SENTENZA N° 29 DEL TAR CAMPANIA, SEZIONE I

 

sul ricorso n. 4623/94 reg. gen. (n. 622 reg. sez. 1^) proposto dalla Antenna 3 G.R.T. s.a.s. di Carmen Palumbo & C., in persona del socio accomandatario sig.ra Carmen Palumbo, rappresentata è difesa dall’avv. Giuseppe Vittorio Fucci, con lo stesso elettivamente domiciliata in Napoli alla via Manzoni n. 120 presso l’avv.
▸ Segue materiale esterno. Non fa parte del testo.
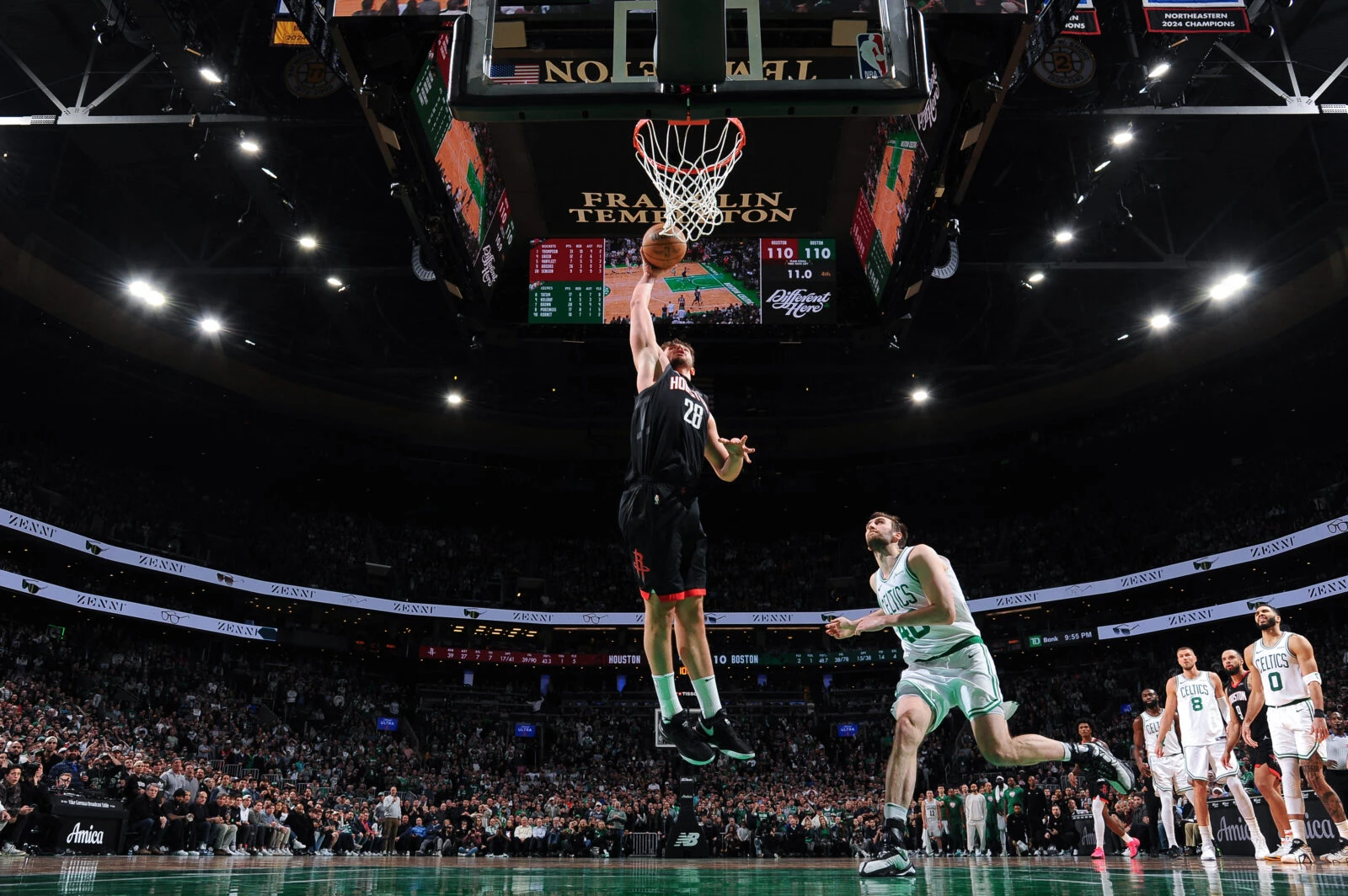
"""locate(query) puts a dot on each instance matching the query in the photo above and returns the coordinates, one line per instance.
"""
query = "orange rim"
(669, 168)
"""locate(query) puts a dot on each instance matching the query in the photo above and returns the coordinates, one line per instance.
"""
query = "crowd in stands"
(227, 749)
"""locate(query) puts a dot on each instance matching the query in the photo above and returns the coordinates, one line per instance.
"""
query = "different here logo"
(84, 835)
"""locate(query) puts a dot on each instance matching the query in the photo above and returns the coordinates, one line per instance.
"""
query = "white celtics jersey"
(1150, 728)
(1281, 673)
(901, 593)
(1199, 711)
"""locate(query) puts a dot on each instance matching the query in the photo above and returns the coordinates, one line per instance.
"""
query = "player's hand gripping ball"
(664, 251)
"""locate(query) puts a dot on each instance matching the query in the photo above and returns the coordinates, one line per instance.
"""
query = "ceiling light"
(1228, 286)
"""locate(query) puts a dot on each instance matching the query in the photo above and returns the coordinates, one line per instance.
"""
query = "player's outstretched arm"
(1305, 657)
(725, 456)
(1168, 717)
(646, 350)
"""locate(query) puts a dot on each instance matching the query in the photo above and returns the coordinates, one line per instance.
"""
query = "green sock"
(707, 696)
(667, 696)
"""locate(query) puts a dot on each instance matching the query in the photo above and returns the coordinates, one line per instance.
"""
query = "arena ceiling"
(1222, 175)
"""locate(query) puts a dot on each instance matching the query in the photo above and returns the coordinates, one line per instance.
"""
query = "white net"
(687, 162)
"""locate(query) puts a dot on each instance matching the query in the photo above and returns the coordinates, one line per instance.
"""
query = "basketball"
(662, 249)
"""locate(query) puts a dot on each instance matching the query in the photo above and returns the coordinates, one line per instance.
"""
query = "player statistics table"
(566, 282)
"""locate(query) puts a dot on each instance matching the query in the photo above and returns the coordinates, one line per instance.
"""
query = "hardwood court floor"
(162, 876)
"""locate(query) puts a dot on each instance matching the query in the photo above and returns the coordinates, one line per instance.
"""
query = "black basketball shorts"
(666, 546)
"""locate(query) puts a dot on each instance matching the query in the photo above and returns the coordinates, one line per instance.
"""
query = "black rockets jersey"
(1239, 694)
(669, 433)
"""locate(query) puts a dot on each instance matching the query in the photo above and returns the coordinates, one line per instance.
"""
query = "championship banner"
(182, 569)
(1296, 597)
(130, 610)
(1196, 17)
(1084, 19)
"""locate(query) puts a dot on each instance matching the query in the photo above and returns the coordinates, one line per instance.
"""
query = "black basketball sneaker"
(893, 860)
(687, 739)
(1096, 759)
(719, 733)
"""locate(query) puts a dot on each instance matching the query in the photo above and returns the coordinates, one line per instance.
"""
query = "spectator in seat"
(146, 824)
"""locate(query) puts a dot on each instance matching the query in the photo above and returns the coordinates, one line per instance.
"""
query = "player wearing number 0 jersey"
(948, 667)
(1197, 700)
(1284, 675)
(671, 431)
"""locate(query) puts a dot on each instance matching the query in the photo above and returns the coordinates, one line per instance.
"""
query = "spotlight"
(1228, 286)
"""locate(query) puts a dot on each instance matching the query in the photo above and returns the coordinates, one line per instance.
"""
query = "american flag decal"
(511, 73)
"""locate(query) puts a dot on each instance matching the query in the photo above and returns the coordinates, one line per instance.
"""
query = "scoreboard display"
(799, 280)
(566, 282)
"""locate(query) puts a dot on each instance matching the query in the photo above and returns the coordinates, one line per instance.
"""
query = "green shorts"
(966, 678)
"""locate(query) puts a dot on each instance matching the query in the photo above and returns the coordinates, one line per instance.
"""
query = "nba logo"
(869, 56)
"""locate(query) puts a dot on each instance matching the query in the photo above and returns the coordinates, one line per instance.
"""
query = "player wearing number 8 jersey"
(673, 430)
(1199, 701)
(948, 667)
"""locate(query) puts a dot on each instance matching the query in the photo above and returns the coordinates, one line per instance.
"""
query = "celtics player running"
(1199, 701)
(948, 667)
(1284, 673)
(1163, 765)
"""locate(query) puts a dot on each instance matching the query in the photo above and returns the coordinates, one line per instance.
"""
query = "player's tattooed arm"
(646, 352)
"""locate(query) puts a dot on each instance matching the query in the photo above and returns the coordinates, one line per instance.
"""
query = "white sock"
(667, 697)
(1168, 819)
(707, 696)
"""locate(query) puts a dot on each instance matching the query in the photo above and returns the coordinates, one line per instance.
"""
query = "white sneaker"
(1298, 853)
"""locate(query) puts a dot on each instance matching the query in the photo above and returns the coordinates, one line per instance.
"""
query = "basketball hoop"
(687, 166)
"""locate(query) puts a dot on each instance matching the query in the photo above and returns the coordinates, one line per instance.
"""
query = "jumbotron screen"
(720, 280)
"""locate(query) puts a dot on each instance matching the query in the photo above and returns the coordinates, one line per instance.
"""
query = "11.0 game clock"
(799, 280)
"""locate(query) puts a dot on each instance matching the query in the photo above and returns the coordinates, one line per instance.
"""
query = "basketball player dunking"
(1284, 673)
(1199, 701)
(1267, 772)
(658, 514)
(1163, 767)
(948, 667)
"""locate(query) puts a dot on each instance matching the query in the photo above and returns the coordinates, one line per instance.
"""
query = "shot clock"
(799, 280)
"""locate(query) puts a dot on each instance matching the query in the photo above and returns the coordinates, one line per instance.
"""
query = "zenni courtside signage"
(1196, 17)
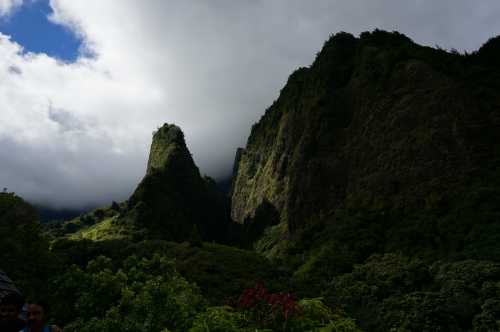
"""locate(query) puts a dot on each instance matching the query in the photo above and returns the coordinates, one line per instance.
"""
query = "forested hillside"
(367, 198)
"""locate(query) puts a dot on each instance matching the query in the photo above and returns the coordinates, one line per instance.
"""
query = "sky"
(84, 83)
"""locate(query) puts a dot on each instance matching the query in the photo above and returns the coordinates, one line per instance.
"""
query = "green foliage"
(218, 319)
(139, 295)
(24, 252)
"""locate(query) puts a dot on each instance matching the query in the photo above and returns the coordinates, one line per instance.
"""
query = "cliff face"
(173, 201)
(376, 121)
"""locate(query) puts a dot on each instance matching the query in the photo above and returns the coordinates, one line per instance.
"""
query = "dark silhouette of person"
(38, 312)
(10, 309)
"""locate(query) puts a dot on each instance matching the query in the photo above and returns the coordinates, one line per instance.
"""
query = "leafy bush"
(141, 295)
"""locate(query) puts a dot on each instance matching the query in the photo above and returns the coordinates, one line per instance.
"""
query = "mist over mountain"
(365, 199)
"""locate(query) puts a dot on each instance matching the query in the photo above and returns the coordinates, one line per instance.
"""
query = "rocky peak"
(168, 147)
(173, 200)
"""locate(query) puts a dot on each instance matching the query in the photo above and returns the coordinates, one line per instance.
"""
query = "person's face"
(36, 315)
(8, 312)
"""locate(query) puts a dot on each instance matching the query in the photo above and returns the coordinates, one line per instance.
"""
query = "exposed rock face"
(376, 120)
(173, 200)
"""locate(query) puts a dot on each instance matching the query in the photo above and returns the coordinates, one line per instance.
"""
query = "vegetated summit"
(372, 182)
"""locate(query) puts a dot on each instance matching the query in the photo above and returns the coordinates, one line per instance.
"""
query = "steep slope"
(382, 163)
(376, 121)
(173, 201)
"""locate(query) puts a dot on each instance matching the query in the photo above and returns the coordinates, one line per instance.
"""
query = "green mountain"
(367, 197)
(376, 121)
(173, 200)
(381, 164)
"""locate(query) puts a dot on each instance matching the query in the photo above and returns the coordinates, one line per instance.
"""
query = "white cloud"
(6, 6)
(77, 134)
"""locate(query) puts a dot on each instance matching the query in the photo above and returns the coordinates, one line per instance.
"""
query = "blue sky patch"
(30, 27)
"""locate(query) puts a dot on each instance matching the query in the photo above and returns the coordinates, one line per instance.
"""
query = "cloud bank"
(77, 134)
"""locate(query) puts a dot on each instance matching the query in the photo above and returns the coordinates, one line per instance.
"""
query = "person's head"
(37, 313)
(10, 306)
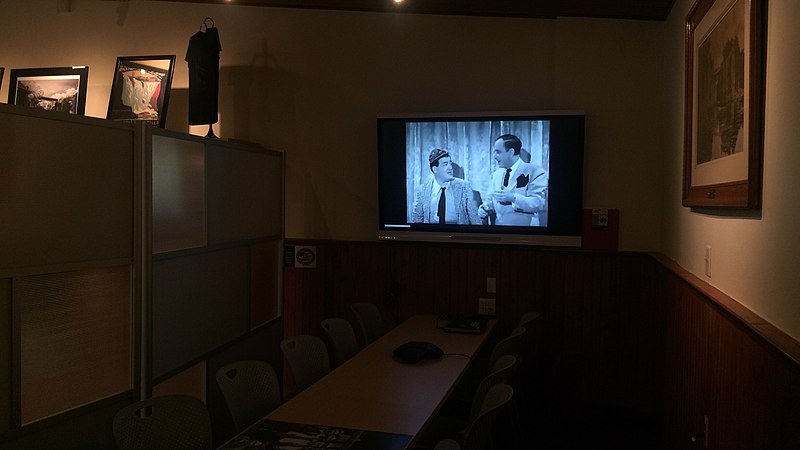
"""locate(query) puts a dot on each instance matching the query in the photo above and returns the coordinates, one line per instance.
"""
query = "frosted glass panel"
(75, 338)
(178, 194)
(265, 299)
(244, 194)
(66, 192)
(200, 302)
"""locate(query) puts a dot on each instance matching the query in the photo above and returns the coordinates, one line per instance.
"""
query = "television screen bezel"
(485, 234)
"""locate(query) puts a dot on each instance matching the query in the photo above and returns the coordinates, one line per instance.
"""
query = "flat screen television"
(508, 178)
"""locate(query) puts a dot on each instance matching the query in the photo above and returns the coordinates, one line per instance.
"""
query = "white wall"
(755, 259)
(310, 83)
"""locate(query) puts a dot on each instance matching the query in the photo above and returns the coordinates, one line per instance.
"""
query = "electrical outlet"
(486, 306)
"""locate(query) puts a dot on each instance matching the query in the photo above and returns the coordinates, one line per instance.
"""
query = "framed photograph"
(140, 90)
(52, 89)
(724, 110)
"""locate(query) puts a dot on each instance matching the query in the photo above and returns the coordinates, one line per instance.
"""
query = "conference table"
(374, 395)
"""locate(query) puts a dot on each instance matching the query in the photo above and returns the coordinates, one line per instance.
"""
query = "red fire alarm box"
(600, 229)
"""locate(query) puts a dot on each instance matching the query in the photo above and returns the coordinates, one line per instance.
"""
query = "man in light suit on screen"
(444, 199)
(518, 190)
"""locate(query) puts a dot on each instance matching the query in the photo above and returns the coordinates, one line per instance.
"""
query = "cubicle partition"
(129, 255)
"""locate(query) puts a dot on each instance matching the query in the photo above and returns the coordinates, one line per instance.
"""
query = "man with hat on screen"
(444, 199)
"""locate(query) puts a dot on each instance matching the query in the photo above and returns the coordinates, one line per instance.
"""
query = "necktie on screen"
(442, 211)
(505, 178)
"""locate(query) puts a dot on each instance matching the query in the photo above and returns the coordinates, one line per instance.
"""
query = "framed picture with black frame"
(140, 89)
(53, 89)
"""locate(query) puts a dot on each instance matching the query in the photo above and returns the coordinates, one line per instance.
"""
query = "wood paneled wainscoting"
(629, 347)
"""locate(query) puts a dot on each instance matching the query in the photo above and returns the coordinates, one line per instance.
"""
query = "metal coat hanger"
(205, 24)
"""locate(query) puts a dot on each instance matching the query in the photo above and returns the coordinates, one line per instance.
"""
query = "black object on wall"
(202, 57)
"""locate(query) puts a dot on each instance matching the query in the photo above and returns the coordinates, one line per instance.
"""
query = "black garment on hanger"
(203, 59)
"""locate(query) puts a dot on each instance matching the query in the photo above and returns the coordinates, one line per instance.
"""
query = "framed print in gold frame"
(724, 105)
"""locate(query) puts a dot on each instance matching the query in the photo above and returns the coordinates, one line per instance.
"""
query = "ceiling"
(610, 9)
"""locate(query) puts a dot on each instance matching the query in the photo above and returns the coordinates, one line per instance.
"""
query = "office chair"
(454, 419)
(369, 320)
(308, 359)
(477, 432)
(172, 422)
(511, 345)
(251, 390)
(342, 338)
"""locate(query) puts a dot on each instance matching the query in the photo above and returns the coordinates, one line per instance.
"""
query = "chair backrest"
(308, 358)
(251, 390)
(369, 320)
(528, 317)
(478, 430)
(342, 337)
(172, 422)
(512, 345)
(499, 373)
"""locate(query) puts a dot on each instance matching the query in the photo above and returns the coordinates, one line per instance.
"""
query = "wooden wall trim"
(758, 326)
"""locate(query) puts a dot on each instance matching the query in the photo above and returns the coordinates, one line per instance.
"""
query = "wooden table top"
(374, 391)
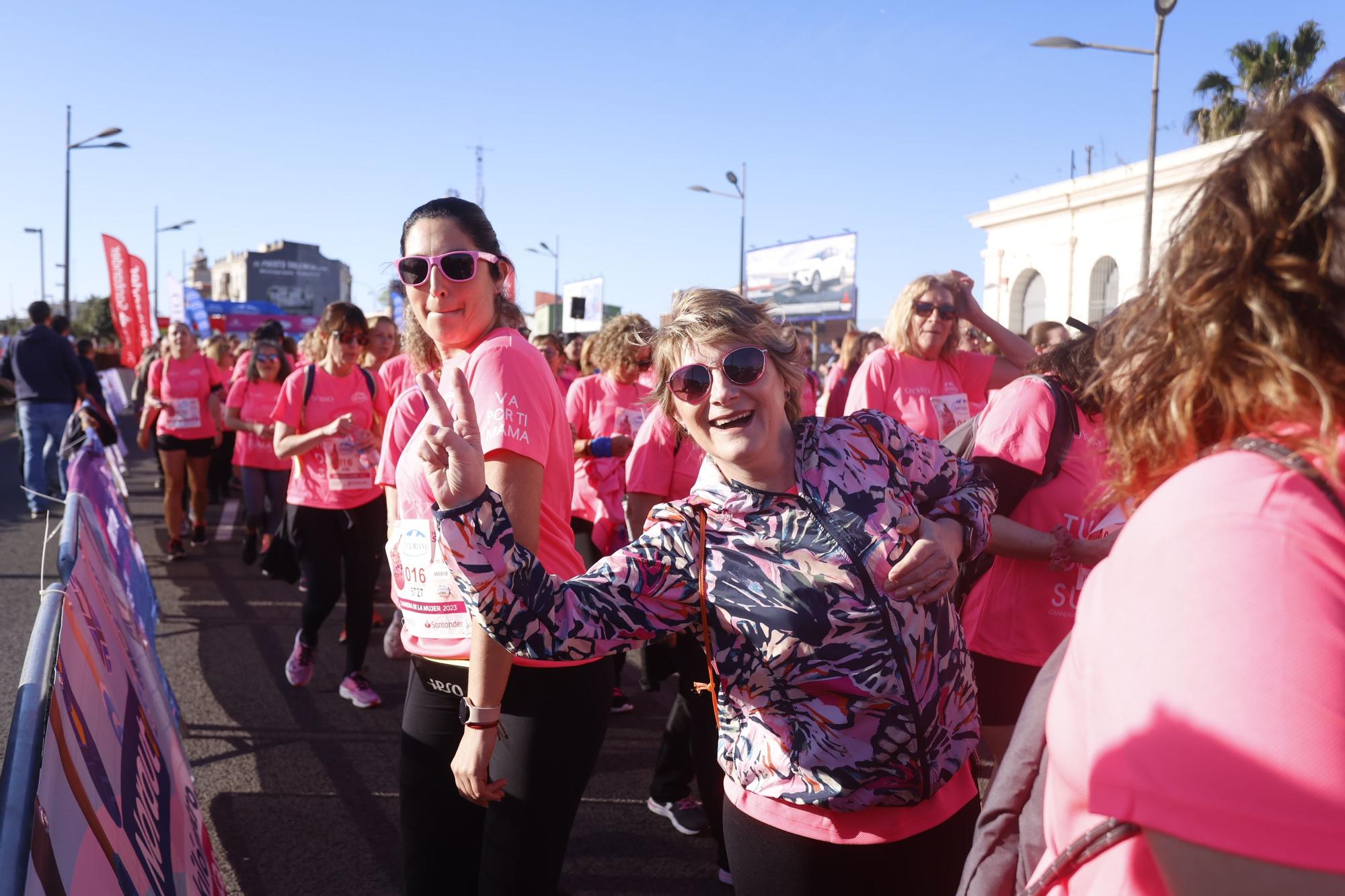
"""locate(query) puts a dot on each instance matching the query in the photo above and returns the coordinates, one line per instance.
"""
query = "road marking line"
(228, 520)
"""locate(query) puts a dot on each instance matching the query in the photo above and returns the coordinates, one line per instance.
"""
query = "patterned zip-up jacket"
(831, 690)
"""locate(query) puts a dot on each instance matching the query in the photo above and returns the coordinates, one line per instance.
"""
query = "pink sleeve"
(1016, 424)
(576, 411)
(236, 395)
(1231, 733)
(974, 372)
(649, 467)
(290, 404)
(872, 384)
(513, 408)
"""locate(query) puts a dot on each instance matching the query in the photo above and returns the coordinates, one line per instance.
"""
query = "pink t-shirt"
(401, 424)
(839, 389)
(866, 827)
(185, 391)
(1202, 693)
(520, 411)
(255, 403)
(598, 407)
(1023, 608)
(334, 475)
(397, 376)
(931, 397)
(661, 463)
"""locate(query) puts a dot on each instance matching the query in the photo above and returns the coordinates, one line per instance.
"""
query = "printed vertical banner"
(177, 307)
(141, 300)
(123, 309)
(196, 311)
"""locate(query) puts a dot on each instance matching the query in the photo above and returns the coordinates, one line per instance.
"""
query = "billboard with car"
(808, 279)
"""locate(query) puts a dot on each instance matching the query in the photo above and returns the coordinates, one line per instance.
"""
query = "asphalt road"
(301, 787)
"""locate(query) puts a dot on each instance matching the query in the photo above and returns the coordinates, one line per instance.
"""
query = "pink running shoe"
(299, 667)
(356, 689)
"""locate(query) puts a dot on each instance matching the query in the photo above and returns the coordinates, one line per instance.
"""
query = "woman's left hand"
(929, 571)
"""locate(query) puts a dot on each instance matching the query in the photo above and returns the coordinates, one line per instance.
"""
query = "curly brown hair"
(619, 342)
(1243, 327)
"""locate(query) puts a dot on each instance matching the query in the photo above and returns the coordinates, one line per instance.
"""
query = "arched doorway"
(1028, 300)
(1104, 288)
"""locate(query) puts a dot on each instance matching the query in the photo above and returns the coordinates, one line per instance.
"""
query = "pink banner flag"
(123, 310)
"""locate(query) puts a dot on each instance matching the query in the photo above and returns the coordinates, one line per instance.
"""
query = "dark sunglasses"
(742, 366)
(926, 309)
(458, 267)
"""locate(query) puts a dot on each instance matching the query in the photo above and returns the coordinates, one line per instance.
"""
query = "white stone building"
(1073, 248)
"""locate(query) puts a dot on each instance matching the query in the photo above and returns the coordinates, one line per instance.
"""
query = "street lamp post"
(555, 253)
(159, 231)
(83, 145)
(42, 261)
(1163, 9)
(742, 196)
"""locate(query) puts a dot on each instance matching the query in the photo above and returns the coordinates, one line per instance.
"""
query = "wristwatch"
(478, 717)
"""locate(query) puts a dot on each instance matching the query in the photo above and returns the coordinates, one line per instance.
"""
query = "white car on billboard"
(818, 268)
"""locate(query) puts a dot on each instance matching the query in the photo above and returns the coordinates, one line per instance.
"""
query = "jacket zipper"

Eduardo Pagano,

contro

Ministero delle poste e delle telecomunicazioni (ora Ministero delle comunicazioni), in persona del Ministro in carica, rappresentato e difeso dall’Avvocatura distrettuale dello Stato di Napoli, domiciliataria “ope legis”,

per l’annullamento

del decreto del 16/3/1994 prot. n. 8/CD/7149/903189/TVZ, recante la reiezione della domanda di concessione per la radiodiffusione televisiva in ambito locale, nonché degli atti connessi ed in particolare del telegramma del Dircostel di Napoli dell’11/4/1994.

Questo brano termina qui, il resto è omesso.